Moskova zirvesinde, Türkiye ile Rusya arasındaki İdlib müzakereleri ateşkesle sonuçlandı. Normal şartlarda “Diplomasi kazandı, bölgede silahların susması herkes için iyi bir haber” demek gerekiyor. Neticede Türkiye’nin İdlib’de şehit vermesi hepimizin yüreğini dağlıyordu ve birçok insan “İdlib’de ne işimiz var” diye soruyordu.

Ancak, iktidar Moskova zirvesi öncesinde çıtayı o kadar çok yükseltti, Rusya’ya o kadar çok meydan okudu ki varılan mutabakat için insan “Eee ne oldu şimdi” demeden de edemiyor.

Şimdi sizinle dört harita paylaşacağım. Haritalarda yeşil bölge muhaliflerin, kırmızı bölge Esad’ın kontrol ettiği alanı temsil ediyor.

1) İlk haritamız, Cumhurbaşkanı Tayyip Erdoğan ve Rus lider Vladimir Putin’in Moskova’da da anımsattığı 17 Eylül 2018 tarihine ait. Yani meşhur Soçi Mutabakatı’nın imzalandığı gün, bölgedeki durumun ne olduğunu gösteriyor. Haritada da göreceğiniz üzere Hama kentinin hemen kuzeyinden Halep’e kadar uzanan bir hat var ve bu hat “ateşkes bölgesi” olarak ilan edilmiş. Diğer bir detay da M5 karayolunun durumu. Suriye’nin en stratejik karayolu, o tarihte tamamıyla muhaliflerin kontrolünde.

2) İkinci haritamız 33 şehit verdiğimiz güne, yani 27 Şubat 2020’ye ait. O gün Baylun adlı kasabada, TSK birliğine hava ve topçu saldırısı düzenlenmişti. Haritada, stratejik önemi olan Serakib yeşile boyalı. Yani muhaliflerin elinde.

3) Üçüncü haritamız, aynı bölgenin 6 Mart 2020 günündeki, yani Moskova zirvesinden bir gün sonraki durumunu gösteriyor. Ne yazık ki mutabakat ile ateşkes sınırı haline gelen bu haritada Serakib, dolayısıyla da kentten geçen M5 otoyolu tamamen rejimin elinde. Yani 27 Şubat’tan sonra stratejik bir yer rejimin eline geçmiş. Buna karşın, muhalifler, 27 Şubat’tan sonra güneyde ilerleme kaydederek stratejik Maarrat Al Nu’man’ı alamamış ama batıdan kuşatmayı başarmış.

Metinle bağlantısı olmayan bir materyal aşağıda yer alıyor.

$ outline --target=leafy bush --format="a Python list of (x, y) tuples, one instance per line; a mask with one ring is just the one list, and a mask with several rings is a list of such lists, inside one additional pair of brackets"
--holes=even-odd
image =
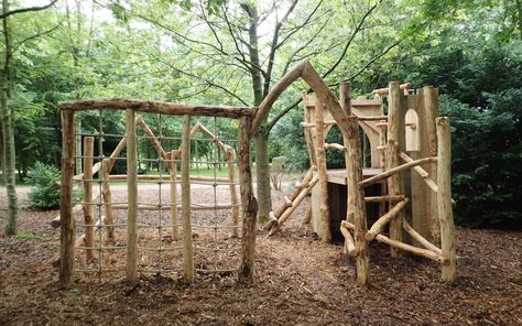
[(29, 205), (36, 209), (54, 209), (59, 206), (59, 191), (53, 183), (59, 178), (59, 171), (53, 165), (36, 162), (29, 171), (29, 183), (34, 188), (29, 193)]
[(452, 119), (455, 217), (470, 227), (520, 229), (522, 90), (487, 98), (488, 109), (479, 110), (441, 97), (441, 111)]

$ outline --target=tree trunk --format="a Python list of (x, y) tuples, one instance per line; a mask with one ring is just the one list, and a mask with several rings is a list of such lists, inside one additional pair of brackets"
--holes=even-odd
[[(3, 12), (9, 11), (8, 0), (2, 1)], [(3, 25), (3, 37), (4, 37), (4, 62), (0, 76), (0, 109), (2, 118), (2, 131), (3, 131), (3, 152), (4, 152), (4, 175), (6, 188), (8, 191), (8, 220), (6, 222), (6, 236), (14, 236), (17, 233), (17, 218), (18, 218), (18, 205), (17, 205), (17, 189), (14, 187), (14, 130), (13, 130), (13, 118), (12, 110), (9, 108), (9, 86), (11, 77), (11, 35), (8, 24), (9, 18), (4, 18), (2, 21)]]
[(269, 135), (260, 131), (255, 134), (255, 176), (258, 183), (259, 211), (261, 224), (269, 220), (272, 210), (272, 193), (270, 188)]
[[(259, 15), (255, 4), (241, 4), (250, 18), (249, 24), (249, 57), (251, 62), (250, 75), (252, 77), (253, 105), (259, 106), (263, 100), (263, 82), (259, 61), (258, 24)], [(270, 83), (269, 83), (270, 84)], [(261, 224), (269, 220), (272, 210), (272, 193), (270, 188), (269, 164), (269, 131), (265, 131), (267, 121), (255, 133), (255, 176), (258, 183), (258, 219)]]

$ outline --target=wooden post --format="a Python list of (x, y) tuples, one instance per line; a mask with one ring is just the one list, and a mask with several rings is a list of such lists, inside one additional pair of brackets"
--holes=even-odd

4) Son haritamız, Moskova mutabakatında belirtilen 12 kilometrelik güvenlik bölgesi. M4 karayolunun Serakib’in iki kilometre batısından başlayıp Ayn Al Hawr’a kadar olan bölümünde 6 kilometre kuzeyde 6 kilometre güneyde oluşacak bu bölgede Türk ve Rus askerleri devriye gezecek. Söz konusu bölgenin yeşile boyalı alanda (muhaliflerin kontrolünde) olduğunu düşünürsek, Rusya’nın Moskova mutabakatıyla Halep’ten Lazkiye’ye oradan Tartus’a uzanan koridoru kullanmaya başlayacağını da görmüş oluyoruz.

KIRIM’I ALAN KATERİNA ŞAHİTLİK ETTİ

Gelelim heykele:

Erdoğan ile Putin’in kameralara poz verdiği salonda, heyetlerin tam arkasında 2. Katerina’nın heykeli duruyor. Sosyal medyada birçok insan Baltacı Mehmet Paşa’yla görüşerek Rus İmparatorluğu’nun büyük yenilgisini engelleyen 1. Katerina’yla karıştırdı ve yanlış yorumlar yaptı.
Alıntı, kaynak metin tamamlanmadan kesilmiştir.